Uruguay has a temperate climate, with well-defined winter and summer seasons, separated by intermediate or transition seasons of autumn and spring. The country is also endowed with significant hydrographic resources through rivers, streams and ravines. Uruguay is located in a bio-graphic transition zone and thus is home to important biodiversity, areas both eco-regional and eco-systemic. Prairie lands are the dominant biome, covering more than 70% of the national territory, and comprises on of the areas with the greatest “wealth of grasses or pastures" in the world. Native forest coverage equals approximately 4.8% of the national territory. Nearly 3,500 kmof the territory are occupied by lakes and lagoons, and another 4,000 km2 by permanent and temporary wetlands such as the Bañados del Este, the Farrapos and Queguay estuaries and the river St. Lucia. There are three primary transboundary hydrographic basins, the Uruguay River, the Río de la Plata, and Laguna Merín. This vast network of groundwater and water resources throughout the country are fundamental to economic activities and daily life.  

Uruguay is a democratic republic with a total population of 3.46 million people (2019) and an annual population growth rate at 0.4%. Uruguay has had a strong economy, which has been a key factor in its development, despite its small population. The economy typically experiences positive growth periods when the country experienced good conditions for agricultural productive, for both summer and winter crops. The country has worked to increase its services sector (tourism, transport and logistics, information and communication, and financial services) as well as agricultural exports. 

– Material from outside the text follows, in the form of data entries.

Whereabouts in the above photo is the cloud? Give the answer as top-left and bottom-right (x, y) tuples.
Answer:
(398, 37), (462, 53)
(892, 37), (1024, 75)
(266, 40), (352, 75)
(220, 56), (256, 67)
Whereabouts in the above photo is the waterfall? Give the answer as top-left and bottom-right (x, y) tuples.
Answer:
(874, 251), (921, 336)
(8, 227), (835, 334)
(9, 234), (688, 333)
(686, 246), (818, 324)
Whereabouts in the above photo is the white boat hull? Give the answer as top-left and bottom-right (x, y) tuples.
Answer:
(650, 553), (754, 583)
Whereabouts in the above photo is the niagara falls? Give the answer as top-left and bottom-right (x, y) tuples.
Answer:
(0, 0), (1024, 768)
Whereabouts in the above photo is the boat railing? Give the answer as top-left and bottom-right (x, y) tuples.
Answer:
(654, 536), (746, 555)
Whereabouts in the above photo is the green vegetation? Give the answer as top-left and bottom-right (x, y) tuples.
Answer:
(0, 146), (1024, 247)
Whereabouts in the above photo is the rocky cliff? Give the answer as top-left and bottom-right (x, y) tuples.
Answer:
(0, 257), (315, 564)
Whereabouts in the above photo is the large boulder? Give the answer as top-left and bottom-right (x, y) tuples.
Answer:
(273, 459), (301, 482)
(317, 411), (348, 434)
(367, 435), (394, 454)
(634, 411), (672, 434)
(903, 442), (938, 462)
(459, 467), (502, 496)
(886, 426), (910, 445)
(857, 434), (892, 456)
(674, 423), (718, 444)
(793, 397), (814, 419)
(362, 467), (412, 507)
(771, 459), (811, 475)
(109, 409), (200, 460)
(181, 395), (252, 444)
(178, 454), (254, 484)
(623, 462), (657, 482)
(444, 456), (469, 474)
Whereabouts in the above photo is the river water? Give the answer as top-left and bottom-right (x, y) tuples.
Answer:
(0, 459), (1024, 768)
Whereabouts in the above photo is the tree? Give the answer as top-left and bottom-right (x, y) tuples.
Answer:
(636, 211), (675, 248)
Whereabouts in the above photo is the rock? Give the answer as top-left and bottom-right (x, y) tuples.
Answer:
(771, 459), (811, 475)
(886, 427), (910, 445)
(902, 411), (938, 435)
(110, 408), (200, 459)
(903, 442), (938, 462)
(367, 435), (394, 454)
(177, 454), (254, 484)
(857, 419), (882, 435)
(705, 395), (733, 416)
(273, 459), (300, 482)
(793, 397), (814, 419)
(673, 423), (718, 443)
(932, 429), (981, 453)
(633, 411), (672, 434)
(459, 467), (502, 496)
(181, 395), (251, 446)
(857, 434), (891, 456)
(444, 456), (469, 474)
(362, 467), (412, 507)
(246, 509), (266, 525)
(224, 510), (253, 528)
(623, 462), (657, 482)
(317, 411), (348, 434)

Uruguay is highly vulnerable to climate change and climate variability, given its key sectors and climate dependence for successful agricultural production. Climate hazards in such as drought, flooding, increasing temperatures and heatwaves and string storms increases Uruguay’s vulnerability to climate change. Key climate change adaptation focus is on the sustainability of food production (agriculture and livestock), forestry, energy generation, water resources, and public health sectors.